「信頼、信用という銀行ビジネスの根幹を揺るがすものだと厳粛に受け止めており、お客様や関係者の皆様に心よりお詫び申し上げる」ーこう話して頭を下げるのは三菱UFJ銀行頭取の半沢淳一氏。
24年12月16日、三菱UFJ銀行は元行員による貸金庫からの顧客資産の窃盗事件を受けて、事件の概要や再発防止策について発表した。問題が発覚したのは24年10月31日のこと。貸金庫の中身が減っているのでは?という顧客からの問い合わせからだった。
調査の結果、顧客資産を窃盗したのは、練馬支店(統合した旧江古田支店を含む)、玉川支店で支店の店頭業務責任者、支店長代理を務めていた40代の女性行員であることがわかった。窃盗した資産は投資を含む私的な用途で使ったと供述している。

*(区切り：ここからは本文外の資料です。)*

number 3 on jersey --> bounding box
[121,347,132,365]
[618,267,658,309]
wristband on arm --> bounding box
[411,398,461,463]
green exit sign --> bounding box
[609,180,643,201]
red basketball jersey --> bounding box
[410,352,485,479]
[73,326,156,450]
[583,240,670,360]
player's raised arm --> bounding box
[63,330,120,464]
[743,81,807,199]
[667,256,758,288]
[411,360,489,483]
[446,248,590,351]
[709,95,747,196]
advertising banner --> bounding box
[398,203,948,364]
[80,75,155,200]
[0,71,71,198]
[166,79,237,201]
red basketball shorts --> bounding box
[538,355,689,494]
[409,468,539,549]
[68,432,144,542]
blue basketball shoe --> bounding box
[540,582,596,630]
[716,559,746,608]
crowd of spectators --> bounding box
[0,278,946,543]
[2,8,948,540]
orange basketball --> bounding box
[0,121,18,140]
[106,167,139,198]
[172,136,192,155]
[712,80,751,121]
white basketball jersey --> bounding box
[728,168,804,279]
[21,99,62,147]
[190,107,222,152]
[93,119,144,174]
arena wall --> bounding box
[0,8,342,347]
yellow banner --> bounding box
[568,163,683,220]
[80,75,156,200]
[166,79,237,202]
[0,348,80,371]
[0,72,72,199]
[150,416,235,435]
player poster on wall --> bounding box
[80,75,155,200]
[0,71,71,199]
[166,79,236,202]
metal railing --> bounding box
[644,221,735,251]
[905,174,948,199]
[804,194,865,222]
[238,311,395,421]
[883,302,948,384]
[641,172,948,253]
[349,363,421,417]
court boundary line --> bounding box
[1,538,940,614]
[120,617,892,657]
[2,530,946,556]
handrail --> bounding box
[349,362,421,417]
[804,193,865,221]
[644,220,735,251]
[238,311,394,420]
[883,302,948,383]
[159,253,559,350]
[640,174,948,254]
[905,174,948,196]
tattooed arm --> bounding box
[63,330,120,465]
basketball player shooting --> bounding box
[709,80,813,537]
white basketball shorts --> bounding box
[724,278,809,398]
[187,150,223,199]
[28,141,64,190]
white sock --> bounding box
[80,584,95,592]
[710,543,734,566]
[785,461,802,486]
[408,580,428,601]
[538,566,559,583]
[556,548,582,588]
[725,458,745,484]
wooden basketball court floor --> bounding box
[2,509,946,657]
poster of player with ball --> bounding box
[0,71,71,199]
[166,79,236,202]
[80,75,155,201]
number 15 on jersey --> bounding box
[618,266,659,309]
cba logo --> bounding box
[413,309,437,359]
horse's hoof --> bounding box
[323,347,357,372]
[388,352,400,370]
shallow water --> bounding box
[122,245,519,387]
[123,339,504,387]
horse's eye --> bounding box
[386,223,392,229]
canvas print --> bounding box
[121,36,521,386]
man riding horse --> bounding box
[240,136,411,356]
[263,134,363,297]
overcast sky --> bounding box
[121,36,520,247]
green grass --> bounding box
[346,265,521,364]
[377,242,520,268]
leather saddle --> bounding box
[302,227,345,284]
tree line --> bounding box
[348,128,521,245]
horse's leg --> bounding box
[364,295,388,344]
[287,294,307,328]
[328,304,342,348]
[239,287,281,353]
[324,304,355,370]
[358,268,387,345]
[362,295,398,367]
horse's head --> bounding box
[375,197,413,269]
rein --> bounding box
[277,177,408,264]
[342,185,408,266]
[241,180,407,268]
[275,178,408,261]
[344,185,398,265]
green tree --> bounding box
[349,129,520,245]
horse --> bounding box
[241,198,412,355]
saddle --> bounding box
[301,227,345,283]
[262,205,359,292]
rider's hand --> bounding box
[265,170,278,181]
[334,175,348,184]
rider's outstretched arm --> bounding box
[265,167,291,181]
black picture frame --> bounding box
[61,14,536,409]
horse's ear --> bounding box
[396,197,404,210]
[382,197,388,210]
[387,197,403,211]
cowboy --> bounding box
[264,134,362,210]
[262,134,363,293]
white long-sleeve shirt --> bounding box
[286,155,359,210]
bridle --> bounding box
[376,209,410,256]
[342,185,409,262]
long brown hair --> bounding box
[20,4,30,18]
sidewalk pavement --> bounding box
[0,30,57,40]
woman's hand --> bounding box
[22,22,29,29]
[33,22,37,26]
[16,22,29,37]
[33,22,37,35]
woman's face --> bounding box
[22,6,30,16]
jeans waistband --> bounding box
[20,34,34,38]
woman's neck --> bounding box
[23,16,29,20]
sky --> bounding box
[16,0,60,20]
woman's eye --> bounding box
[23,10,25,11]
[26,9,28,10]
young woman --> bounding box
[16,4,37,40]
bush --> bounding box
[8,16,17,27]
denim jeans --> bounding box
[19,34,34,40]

被害に遭ったのは前述の支店で貸金庫を契約していた顧客のうち約60名で、被害総額は時価十数億円程度。被害が確定できた顧客に対しては、すでに補償を実行している。
なぜ、管理が厳重とされる貸金庫から資産を窃盗できたのか?
貸金庫の開錠には、顧客が持つ鍵と銀行鍵の両方が必要。ただ、顧客が鍵を紛失した時などに備えた予備鍵があり、銀行が保管している。元行員は支店の貸金庫管理の責任者という立場を利用し、予備鍵を不正に使用して顧客資産を窃盗。
誰が鍵を使用し、入室したかという記録は取っていたものの、その運用に甘さがあった形で、「リスクの認識が十分でなかった」(執行役員カスタマーサービス推進部長の向井理人氏)。再発防止策として支店に保管していた予備鍵を本部に集約する。
半沢氏は「一度つくった管理体制を不断に見直す意識に欠けていた」と反省の弁を述べる。自身を含む役員の処分については、真因の分析や再発防止策の実行に取り組む中で具体的に検討するとした。
内部者が犯意を持った時にどう対応するかー。今回の事案は管理体制とともに、社員の倫理観をどう養成するかも問われる問題である。